The `bpp` function calls the `partition` and `ProbabilityPlot`
programs from RNAstructure to calculate the basepair probabilities for
an RNA sequence.

```julia
bpp("GGGAAACCC") # -> 9x9 Matrix

# show possible options for args
bpp(""; args=`-h`)
```

### Sampling structures

Sample secondary structures from the Boltzmann ensemble of secondary
structures.

Additional information on the `stochastic` program and possible
command-line options that can be passed via `args` can be found at
the [RNAstructure stochastic
documentation](https://rna.urmc.rochester.edu/Text/stochastic.html).

```julia
# returns a 1000-element Vector{String}
sample_structures("GGGAAACCC")

# show possible options for args
sample_structures(""; args=`-h`)
```

### Nucleotide cyclic motif model (CycleFold)

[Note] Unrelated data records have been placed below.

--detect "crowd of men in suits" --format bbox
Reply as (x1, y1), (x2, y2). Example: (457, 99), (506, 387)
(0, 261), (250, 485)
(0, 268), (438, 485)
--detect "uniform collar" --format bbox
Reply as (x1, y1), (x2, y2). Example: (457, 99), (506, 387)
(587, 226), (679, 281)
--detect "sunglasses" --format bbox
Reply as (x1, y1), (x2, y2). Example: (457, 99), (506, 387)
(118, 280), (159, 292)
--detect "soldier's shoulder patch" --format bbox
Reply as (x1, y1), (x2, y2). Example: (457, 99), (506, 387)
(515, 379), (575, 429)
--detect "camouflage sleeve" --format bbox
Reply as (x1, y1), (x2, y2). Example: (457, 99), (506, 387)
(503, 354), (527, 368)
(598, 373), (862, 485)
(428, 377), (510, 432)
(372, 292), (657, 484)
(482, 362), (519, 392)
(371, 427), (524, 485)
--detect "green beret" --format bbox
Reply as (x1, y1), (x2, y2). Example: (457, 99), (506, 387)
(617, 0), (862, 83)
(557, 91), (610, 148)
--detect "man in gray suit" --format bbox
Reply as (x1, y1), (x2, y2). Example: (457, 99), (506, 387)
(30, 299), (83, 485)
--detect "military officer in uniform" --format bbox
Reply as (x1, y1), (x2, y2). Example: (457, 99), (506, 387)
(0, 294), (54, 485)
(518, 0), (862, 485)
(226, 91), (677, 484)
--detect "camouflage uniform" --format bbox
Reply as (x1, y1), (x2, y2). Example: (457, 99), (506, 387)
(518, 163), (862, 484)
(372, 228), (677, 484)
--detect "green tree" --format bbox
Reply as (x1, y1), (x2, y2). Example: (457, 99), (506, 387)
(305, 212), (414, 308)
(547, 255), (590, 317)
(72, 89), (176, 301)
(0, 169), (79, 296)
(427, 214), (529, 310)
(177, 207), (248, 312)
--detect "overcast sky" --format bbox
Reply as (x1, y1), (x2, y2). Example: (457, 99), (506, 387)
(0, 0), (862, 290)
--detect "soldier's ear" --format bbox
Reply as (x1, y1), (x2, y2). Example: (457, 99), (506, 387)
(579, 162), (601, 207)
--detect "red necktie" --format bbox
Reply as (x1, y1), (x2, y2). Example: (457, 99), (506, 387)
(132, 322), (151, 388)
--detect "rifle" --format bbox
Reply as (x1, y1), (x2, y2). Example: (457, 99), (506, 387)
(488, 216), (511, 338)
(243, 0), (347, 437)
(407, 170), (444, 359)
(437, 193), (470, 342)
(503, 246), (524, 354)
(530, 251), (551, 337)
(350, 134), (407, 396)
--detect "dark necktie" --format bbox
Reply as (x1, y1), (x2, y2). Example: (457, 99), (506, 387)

The `cyclefold_*` functions call the `CycleFold` program from
RNAstructure, which uses the nucleotide cyclic motif model by
(Parisien & Major, 2008). This model allows for non-canonical and
canonical basepairs.

NOTE: use the energy with caution --- i think the energy unit is
kJ/mol, but i am not sure.

Additional information on the `CycleFold` program and possible
command-line options that can be passed via `args` can be found at the
[RNAstructure CycleFold
documentation](https://rna.urmc.rochester.edu/Text/CycleFold.html).

```julia
cyclefold_mea("GGGAAACCC") # -> [9, 8, 7, 6, 0, 4, 3, 2, 1]
cyclefold_mfe("GGGAAACCC") # -> (-7.8305 kJ mol^-1, [9, 8, 7, 6, 0, 4, 3, 2, 1])
cyclefold_bpp("GGGAAACCC") # -> 9×9 Matrix{Float64}

# show possible options for args
cyclefold_mea(""; args=`-h`)
```

### Sequence design

The `design` function calls the `design` program from RNAstructure.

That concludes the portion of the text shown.